Ultrahigh Bias Stability of ALD In2O3 FETs Enabled by High Temperature O2 Annealing

In this work, we systematically studied the temperature dependent electrical performance of atomic-layer-deposited (ALD) indium oxide $\left(In_{2} O_{3}\right)$ transistors. Both enhancement-mode (E-mode) and depletion-mode (D-mode) $In_{2} O_{3}$ FETs are demonstrated by high temperature O 2 annealing at $400^{\circ} C$ with maximum drain current over $2 mA/ \mu m$, on/off ratio up to 10 ⁹ , highest mobility beyond $100 cm^{2} / V \cdot s$ and lowest subthreshold swing (SS) of 70 mV/dec.
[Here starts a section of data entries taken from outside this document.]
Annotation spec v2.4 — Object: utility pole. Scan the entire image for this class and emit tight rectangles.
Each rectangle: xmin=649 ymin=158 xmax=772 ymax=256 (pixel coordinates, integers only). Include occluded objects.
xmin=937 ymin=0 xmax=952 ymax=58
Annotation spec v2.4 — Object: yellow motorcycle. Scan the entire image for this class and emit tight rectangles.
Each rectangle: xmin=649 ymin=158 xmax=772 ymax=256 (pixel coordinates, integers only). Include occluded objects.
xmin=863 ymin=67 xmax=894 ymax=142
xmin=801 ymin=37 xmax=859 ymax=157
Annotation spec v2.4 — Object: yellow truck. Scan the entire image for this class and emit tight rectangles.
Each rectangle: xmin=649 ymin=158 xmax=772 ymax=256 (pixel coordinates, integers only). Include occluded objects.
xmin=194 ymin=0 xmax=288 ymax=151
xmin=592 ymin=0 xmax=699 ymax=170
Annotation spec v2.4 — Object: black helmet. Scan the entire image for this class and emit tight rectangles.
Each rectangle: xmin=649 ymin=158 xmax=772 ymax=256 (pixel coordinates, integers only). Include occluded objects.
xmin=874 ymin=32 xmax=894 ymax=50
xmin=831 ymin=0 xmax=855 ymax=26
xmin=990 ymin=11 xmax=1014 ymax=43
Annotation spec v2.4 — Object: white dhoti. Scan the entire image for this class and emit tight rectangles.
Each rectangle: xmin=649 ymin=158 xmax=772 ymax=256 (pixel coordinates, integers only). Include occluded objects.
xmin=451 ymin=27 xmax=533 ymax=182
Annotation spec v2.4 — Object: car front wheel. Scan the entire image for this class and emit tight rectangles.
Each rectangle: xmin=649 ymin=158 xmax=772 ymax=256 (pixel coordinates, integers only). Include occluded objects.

High threshold voltage $\left(V_{T}\right)$ stability is achieved in both negative and positive bias stress conditions with minimum threshold voltage shift $\left(\Delta V_{T}\right)$ of -18 mV under gate bias stress of -2 V for 5000 s. Such ultrahigh bias stability can be attributed to the passivation of oxygen vacancies by O 2 annealing. Temperature dependent I-V characteristics as well as bias instability are also comprehensively investigated. The optimized reliability indicates the back-end-of-line (BEOL) compatible ALD $In_{2} O_{3}$ does offer the great potential as the novel competitive channel in monolithic 3 D integration.